Since the employment provisions of the DDA came into force, there has been no further 'registration' of disabled people. Anyone who was registered as a disabled person before the Act came into force is likely to automatically qualify for ongoing protection under this part of the Act.
There is not a prescribed list of medical and other conditions that will or will not qualify under the Act. Each case will have to be judged on its own facts, if and when it comes to be heard before an employment tribunal.
Employers, particularly within the Civil Service, will usually rely on advice from their own medical advisers, in cases of doubt. But even if the Occupational Health adviser reports that the DDA is likely to apply, if a case comes to Tribunal, the employer will often state that they do not believe that the person is covered by the Act.
Arguing that someone who is complaining of disability discrimination to an employment tribunal does not meet the definition of disability within the Act is a standard response for many employers.
If they can succeed with this argument, the individual loses their chance to have their main case heard.
Representatives must assess what information an employer already holds to enable them to work out whether this is a viable defence for the employer to mount.
Due to the need to provide medical expert evidence in front of a tribunal, if such a question comes to a full hearing, it can be expensive for an employee to defend such a claim.
Where there is evidence to suggest that the employer is being malicious or vexatious or he defence is misconceived in claiming this, full use of tribunal rules on these issues should considered including, if appropriate, applications for pre-hearing review of the defence and/or costs orders.
Also, questionnaires may be useful to elicit more detailed information on what the employer is claiming.

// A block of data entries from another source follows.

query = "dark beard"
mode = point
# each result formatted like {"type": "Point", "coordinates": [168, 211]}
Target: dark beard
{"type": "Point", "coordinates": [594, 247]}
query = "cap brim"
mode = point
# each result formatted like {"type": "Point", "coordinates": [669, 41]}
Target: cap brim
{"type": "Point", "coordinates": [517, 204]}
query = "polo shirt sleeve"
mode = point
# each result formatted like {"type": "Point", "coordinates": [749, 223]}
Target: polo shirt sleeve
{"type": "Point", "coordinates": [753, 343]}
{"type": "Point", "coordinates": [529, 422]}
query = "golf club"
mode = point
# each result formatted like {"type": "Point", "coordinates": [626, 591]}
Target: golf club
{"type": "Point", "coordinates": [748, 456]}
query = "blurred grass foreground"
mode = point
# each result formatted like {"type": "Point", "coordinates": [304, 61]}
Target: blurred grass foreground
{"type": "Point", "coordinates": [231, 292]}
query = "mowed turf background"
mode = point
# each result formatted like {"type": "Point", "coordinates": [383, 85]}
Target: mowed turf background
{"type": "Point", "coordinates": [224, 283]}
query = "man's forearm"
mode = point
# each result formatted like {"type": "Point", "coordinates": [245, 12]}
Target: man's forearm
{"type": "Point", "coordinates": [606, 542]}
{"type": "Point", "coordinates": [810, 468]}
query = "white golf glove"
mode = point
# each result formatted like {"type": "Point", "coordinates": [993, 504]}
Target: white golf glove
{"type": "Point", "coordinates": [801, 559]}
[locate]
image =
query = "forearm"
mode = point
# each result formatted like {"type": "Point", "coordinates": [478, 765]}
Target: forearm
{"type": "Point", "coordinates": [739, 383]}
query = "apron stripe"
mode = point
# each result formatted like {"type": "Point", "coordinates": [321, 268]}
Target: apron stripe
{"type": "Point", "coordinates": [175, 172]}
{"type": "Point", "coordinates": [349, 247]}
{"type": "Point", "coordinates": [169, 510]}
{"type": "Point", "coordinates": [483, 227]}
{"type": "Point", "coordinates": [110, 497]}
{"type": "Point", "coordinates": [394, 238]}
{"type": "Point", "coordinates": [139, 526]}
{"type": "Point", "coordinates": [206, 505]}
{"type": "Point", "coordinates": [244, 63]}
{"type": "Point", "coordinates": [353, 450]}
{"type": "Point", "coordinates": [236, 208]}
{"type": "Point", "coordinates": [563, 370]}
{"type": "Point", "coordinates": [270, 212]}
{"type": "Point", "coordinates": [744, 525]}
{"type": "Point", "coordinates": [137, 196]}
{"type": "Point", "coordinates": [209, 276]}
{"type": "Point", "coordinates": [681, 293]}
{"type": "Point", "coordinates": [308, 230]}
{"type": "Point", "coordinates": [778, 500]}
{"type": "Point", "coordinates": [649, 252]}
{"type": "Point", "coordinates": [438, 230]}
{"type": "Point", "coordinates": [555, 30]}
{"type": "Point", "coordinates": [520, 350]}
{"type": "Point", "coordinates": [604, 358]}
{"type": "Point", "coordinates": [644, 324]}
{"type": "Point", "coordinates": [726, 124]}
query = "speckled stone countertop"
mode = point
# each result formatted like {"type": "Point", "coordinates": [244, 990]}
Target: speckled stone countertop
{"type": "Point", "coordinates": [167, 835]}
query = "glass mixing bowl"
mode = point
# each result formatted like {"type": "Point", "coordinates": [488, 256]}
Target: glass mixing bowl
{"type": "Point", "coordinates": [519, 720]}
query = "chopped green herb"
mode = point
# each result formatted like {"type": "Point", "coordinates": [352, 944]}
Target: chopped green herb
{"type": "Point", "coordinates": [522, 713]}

Before appearing at a hearing on the issue of disability, representatives are advised to try to establish which parts of the 4 questions listed above are being challenged by the employer: are they claiming that there is no impairment and therefore none of the other areas are covered? Or might they accept that impairment exists and simply be challenging the level of effect on day-to-day activity? It is even possible that the employer may just challenge whether there is an impairment, but accept that if it is an impairment, then the other issues are met.

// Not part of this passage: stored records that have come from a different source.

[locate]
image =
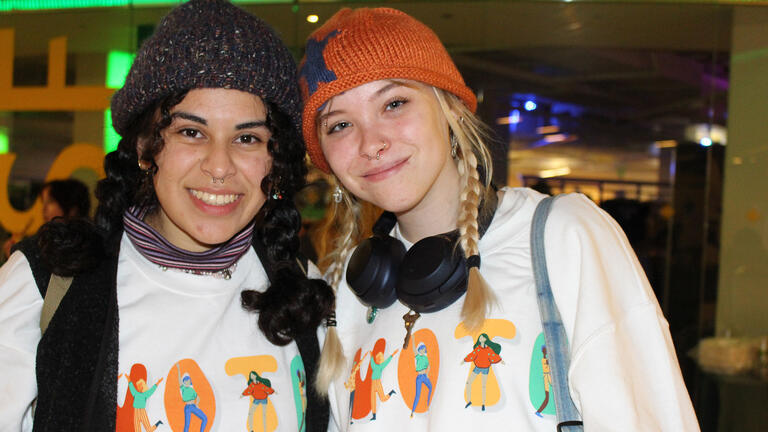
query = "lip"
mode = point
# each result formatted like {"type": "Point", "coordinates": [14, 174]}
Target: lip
{"type": "Point", "coordinates": [379, 173]}
{"type": "Point", "coordinates": [215, 210]}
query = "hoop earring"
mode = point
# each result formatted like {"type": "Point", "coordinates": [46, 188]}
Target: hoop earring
{"type": "Point", "coordinates": [454, 146]}
{"type": "Point", "coordinates": [338, 194]}
{"type": "Point", "coordinates": [145, 167]}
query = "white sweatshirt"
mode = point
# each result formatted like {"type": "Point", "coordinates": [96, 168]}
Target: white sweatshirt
{"type": "Point", "coordinates": [624, 374]}
{"type": "Point", "coordinates": [171, 324]}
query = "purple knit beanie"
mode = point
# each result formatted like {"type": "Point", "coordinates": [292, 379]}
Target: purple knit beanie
{"type": "Point", "coordinates": [209, 44]}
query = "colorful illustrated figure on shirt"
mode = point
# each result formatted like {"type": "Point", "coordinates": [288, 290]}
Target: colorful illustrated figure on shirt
{"type": "Point", "coordinates": [378, 363]}
{"type": "Point", "coordinates": [250, 371]}
{"type": "Point", "coordinates": [487, 390]}
{"type": "Point", "coordinates": [422, 380]}
{"type": "Point", "coordinates": [540, 379]}
{"type": "Point", "coordinates": [190, 404]}
{"type": "Point", "coordinates": [259, 389]}
{"type": "Point", "coordinates": [547, 380]}
{"type": "Point", "coordinates": [299, 382]}
{"type": "Point", "coordinates": [191, 400]}
{"type": "Point", "coordinates": [484, 354]}
{"type": "Point", "coordinates": [418, 367]}
{"type": "Point", "coordinates": [141, 394]}
{"type": "Point", "coordinates": [351, 383]}
{"type": "Point", "coordinates": [124, 417]}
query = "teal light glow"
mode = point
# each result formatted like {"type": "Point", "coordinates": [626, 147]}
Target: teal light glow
{"type": "Point", "coordinates": [111, 138]}
{"type": "Point", "coordinates": [31, 5]}
{"type": "Point", "coordinates": [118, 65]}
{"type": "Point", "coordinates": [4, 140]}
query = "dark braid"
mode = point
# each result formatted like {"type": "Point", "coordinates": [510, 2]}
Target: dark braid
{"type": "Point", "coordinates": [293, 304]}
{"type": "Point", "coordinates": [73, 247]}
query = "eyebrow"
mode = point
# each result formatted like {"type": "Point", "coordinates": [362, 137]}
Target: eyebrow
{"type": "Point", "coordinates": [202, 121]}
{"type": "Point", "coordinates": [253, 124]}
{"type": "Point", "coordinates": [377, 93]}
{"type": "Point", "coordinates": [190, 117]}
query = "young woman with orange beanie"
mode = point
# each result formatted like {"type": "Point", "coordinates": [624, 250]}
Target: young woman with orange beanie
{"type": "Point", "coordinates": [389, 116]}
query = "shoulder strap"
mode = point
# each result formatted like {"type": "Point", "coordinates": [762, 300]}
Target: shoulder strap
{"type": "Point", "coordinates": [317, 414]}
{"type": "Point", "coordinates": [57, 289]}
{"type": "Point", "coordinates": [52, 291]}
{"type": "Point", "coordinates": [568, 417]}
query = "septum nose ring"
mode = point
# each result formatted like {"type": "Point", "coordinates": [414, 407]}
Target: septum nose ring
{"type": "Point", "coordinates": [378, 152]}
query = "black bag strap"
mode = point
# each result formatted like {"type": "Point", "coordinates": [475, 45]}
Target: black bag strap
{"type": "Point", "coordinates": [317, 414]}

As already stated, if you are trying to establish the deduced effects of an impairment without the benefit of ongoing medication, you will need to prepare for significant medical evidence to be available to the tribunal.
But also bear in mind that the best people to corroborate what an applicant says about the effects of their own impairment may be others who see them on a day-to-day basis.
Partners, work colleagues and friends may be better placed to give evidence than a doctor who can only restate what he/she has been told by the applicant or give general information about how such an impairment might affect an individual.